Further, the computer readable media may be embodied in electrical
signals representing data bits causing a transformation or
reduction of the electrical signal representation, and the
maintenance of data bits at memory locations in the memory 1004,
the solid state, non-volatile memory device 1013, the configured
CD-ROM 1008 or the storage unit 1009 to thereby reconfigure or
otherwise alter the operation of the computing system 1000, as well
as other processing signals. The memory locations where data bits
are maintained are physical locations that have particular
electrical, magnetic, or optical properties corresponding to the
data bits.
[0090] In accordance with a computer readable medium embodiment of
the present invention, software instructions stored on the solid
state, non-volatile memory device 1013, the disk storage unit 1009,
or the CD-ROM 1008 are executed by the CPU 1003. In this
embodiment, these instructions may be directed toward administering
application of a cleaning process, customized or non-customized, to
a beverage dispensing system. Data used in the analysis of such
applications may be stored in memory section 1004, or on the solid
state, non-volatile memory device 1013, the disk storage unit 1009,
the disk drive unit 1007 or other storage medium units coupled to
the system 1000.
[0091] In accordance with one embodiment, the computing system 1000
further comprises an operating system and usually one or more
application programs. Such an embodiment is familiar to those of
ordinary skill in the art. The operating system comprises a set of
programs that control operations of the computing system 1000 and
allocation of resources. The set of programs, inclusive of certain
utility programs, also provide a graphical user interface to the
user. An application program is software that runs on top of the
operating system software and uses computer resources made
available through the operating system to perform application
specific tasks desired by the user. The operating system is
operable to multitask, i.e., execute computing tasks in multiple
threads, and thus may be any of the following: any of Microsoft
Corporation's "WINDOWS" operating systems, IBM's OS/2 WARP, Apple's
MACINTOSH OSX operating system, Linux, UNIX, etc.

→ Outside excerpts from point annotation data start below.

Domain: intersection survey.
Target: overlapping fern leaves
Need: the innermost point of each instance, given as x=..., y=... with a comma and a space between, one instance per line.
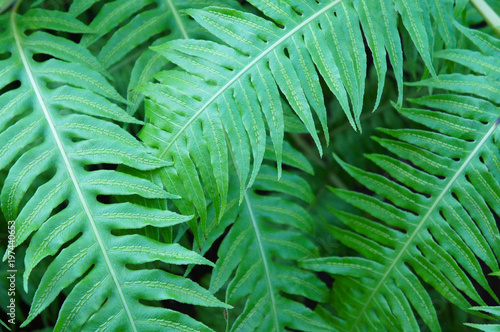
x=435, y=211
x=56, y=132
x=236, y=91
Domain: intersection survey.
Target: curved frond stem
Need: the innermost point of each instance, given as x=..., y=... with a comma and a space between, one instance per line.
x=246, y=69
x=488, y=14
x=67, y=163
x=423, y=222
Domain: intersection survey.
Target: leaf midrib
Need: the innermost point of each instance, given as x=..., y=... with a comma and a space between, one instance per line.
x=258, y=236
x=424, y=220
x=66, y=160
x=178, y=19
x=247, y=68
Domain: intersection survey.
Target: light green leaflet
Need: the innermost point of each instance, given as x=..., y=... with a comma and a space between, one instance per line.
x=440, y=228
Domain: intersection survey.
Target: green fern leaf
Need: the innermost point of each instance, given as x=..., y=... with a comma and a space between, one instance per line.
x=436, y=217
x=495, y=311
x=55, y=120
x=235, y=91
x=259, y=257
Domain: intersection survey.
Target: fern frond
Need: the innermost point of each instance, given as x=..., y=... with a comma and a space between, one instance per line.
x=259, y=256
x=435, y=216
x=55, y=129
x=236, y=90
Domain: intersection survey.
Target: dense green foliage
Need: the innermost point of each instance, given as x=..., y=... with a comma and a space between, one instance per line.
x=260, y=165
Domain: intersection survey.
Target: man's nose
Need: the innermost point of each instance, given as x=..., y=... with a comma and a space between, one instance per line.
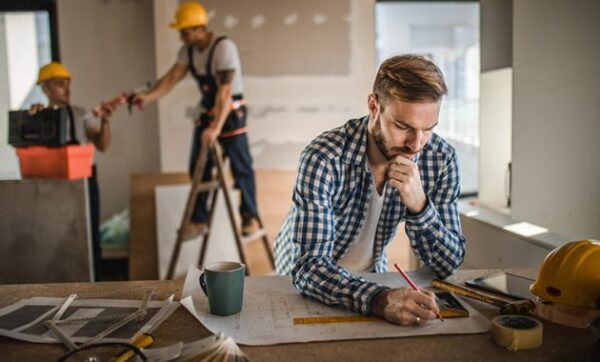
x=414, y=140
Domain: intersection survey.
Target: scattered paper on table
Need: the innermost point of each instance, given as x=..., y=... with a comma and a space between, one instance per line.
x=25, y=319
x=271, y=304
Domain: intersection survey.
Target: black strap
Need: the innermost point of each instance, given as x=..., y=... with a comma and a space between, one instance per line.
x=211, y=52
x=74, y=139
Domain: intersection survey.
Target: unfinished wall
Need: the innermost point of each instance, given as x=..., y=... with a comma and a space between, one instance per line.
x=108, y=46
x=556, y=116
x=293, y=94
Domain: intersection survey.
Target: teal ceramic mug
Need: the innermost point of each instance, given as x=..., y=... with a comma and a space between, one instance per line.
x=223, y=284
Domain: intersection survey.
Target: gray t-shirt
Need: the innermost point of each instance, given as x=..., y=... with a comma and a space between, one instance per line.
x=82, y=125
x=225, y=57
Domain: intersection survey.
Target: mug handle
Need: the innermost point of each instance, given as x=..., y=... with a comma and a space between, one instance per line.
x=203, y=284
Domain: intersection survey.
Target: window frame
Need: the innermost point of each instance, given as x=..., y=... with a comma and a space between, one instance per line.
x=38, y=5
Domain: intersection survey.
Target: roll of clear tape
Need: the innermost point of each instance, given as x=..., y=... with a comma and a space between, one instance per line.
x=517, y=332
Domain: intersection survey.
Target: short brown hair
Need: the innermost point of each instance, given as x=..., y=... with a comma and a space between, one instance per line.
x=409, y=78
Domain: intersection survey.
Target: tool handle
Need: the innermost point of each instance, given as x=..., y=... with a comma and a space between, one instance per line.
x=465, y=292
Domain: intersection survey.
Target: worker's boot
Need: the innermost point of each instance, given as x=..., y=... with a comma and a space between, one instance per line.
x=193, y=229
x=250, y=225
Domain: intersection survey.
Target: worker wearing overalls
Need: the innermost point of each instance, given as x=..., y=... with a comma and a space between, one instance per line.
x=215, y=65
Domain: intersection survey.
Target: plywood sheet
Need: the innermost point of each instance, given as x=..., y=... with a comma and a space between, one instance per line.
x=142, y=236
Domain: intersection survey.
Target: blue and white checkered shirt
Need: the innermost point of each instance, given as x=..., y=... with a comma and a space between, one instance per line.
x=329, y=205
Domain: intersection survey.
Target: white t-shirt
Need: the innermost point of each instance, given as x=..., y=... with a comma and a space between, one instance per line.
x=359, y=256
x=225, y=57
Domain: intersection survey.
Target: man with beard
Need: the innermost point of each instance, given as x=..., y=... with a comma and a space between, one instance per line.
x=356, y=183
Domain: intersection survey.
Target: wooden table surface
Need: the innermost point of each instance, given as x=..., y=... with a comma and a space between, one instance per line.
x=560, y=343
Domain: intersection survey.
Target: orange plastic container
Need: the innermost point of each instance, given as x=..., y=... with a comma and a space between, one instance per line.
x=68, y=162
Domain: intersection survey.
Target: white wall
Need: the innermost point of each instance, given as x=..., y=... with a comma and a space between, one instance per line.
x=495, y=130
x=556, y=127
x=285, y=112
x=108, y=46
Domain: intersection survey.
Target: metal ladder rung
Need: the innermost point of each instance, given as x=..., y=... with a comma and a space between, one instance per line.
x=203, y=233
x=254, y=236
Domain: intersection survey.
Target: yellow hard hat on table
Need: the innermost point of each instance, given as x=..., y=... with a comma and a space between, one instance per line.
x=53, y=70
x=189, y=14
x=570, y=275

[0092] In accordance with yet another embodiment, the processor
1001 connects to the communications network 313 by way of a network
interface, such as the network adapter 1011 shown in FIG. 10.
Through this network connection, the processor 1001 is operable to
transmit information to the remote computer 310, as described in
connection with the controller 152 shown in FIG. 3. Various types
of information may be transmitted from the processor 1001 to the
remote computer 310 over the network connection. In addition, the
network adaptor 1011 enables users at the remote computer 310 or
the client computer 314 the ability to issue commands to the
processor 1001 if so desired, also as described above in connection
with the controller 152 shown in FIGS. 1 and 4.

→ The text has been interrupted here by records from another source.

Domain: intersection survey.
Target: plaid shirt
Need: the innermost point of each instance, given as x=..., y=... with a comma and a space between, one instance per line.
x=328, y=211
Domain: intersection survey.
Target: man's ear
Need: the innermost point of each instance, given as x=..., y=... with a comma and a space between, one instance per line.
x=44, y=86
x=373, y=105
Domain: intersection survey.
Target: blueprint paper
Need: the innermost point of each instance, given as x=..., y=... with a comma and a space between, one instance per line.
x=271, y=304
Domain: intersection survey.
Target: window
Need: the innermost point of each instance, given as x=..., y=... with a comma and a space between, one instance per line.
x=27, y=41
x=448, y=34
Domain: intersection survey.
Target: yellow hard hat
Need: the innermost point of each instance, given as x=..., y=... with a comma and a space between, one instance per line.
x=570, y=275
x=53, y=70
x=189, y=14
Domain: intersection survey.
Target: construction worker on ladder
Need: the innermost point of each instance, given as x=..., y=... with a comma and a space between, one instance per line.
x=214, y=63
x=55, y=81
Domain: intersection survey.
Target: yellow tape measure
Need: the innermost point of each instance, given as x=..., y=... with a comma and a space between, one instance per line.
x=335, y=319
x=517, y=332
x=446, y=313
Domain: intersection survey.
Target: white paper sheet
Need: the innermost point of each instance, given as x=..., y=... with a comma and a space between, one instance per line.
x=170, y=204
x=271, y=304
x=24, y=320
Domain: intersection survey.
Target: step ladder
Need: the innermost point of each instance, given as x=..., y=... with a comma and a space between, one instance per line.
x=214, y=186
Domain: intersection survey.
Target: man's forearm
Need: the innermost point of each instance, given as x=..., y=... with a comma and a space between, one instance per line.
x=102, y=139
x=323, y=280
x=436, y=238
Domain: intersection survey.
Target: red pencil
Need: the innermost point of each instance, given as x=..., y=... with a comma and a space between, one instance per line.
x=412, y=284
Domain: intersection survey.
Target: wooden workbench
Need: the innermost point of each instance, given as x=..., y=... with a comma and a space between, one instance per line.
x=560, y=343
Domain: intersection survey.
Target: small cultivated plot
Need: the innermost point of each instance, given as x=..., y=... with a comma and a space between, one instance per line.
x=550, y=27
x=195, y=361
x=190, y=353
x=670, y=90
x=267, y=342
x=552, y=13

[0093] Additionally, while the flow sensors 306 are described
herein as being operable to detect the presence or absence of fluid
through the beverage lines 108, it should be appreciated that the
flow sensors 306 may be as advanced as to determine the type and
rate of flow (rather than just presence or absence thereof) of
fluids through the beverage lines 108. In accordance with such an
embodiment, the flow sensors 306 may also be operable (in
connection with processes in the controller 152) to determine the
percent concentration of fluids through the beverage line 108 such
that identification of cleaning chemicals or water within dispensed
beverages may be identified or vice-versa. Such advanced
information may therefore be used in the detection process 700 to
detect o-ring failure.
[0094] Furthermore, the management process 800 is described in
connection with the zone specified for cleaning having only one
pair of sibling dispense units 501 and 502 for illustration
purposes. It should be appreciated, however, that more pairs are
contemplated within the scope of the present invention. Indeed, if
the specified zone includes more than one set of paired dispense
units (e.g., 501 and 502), then the disable operation 808 disables
the split line valve 306 for each of these pairs and subsequently,
the enable operation 812 enables the split line valve 306 for each
of these pairs.
[0095] In addition, while the management process 800 is described
with reference to controlling one or more split line valves 306 for
use in applying the cleaning process to a specified zone, it should
be appreciated that embodiments of the present invention involve
other forms of monitoring and controlling that may be administered
over the split line valves 306. For example, the controller 152 may
selectively open and close the internal connection between either
of the output beverage lines 108a or 108b and the input beverage
line 108 as a means to enable the beverage dispensing process with
respect to one of the paired dispense units, e.g., 501, but not the
other, e.g., 502.
* * * * *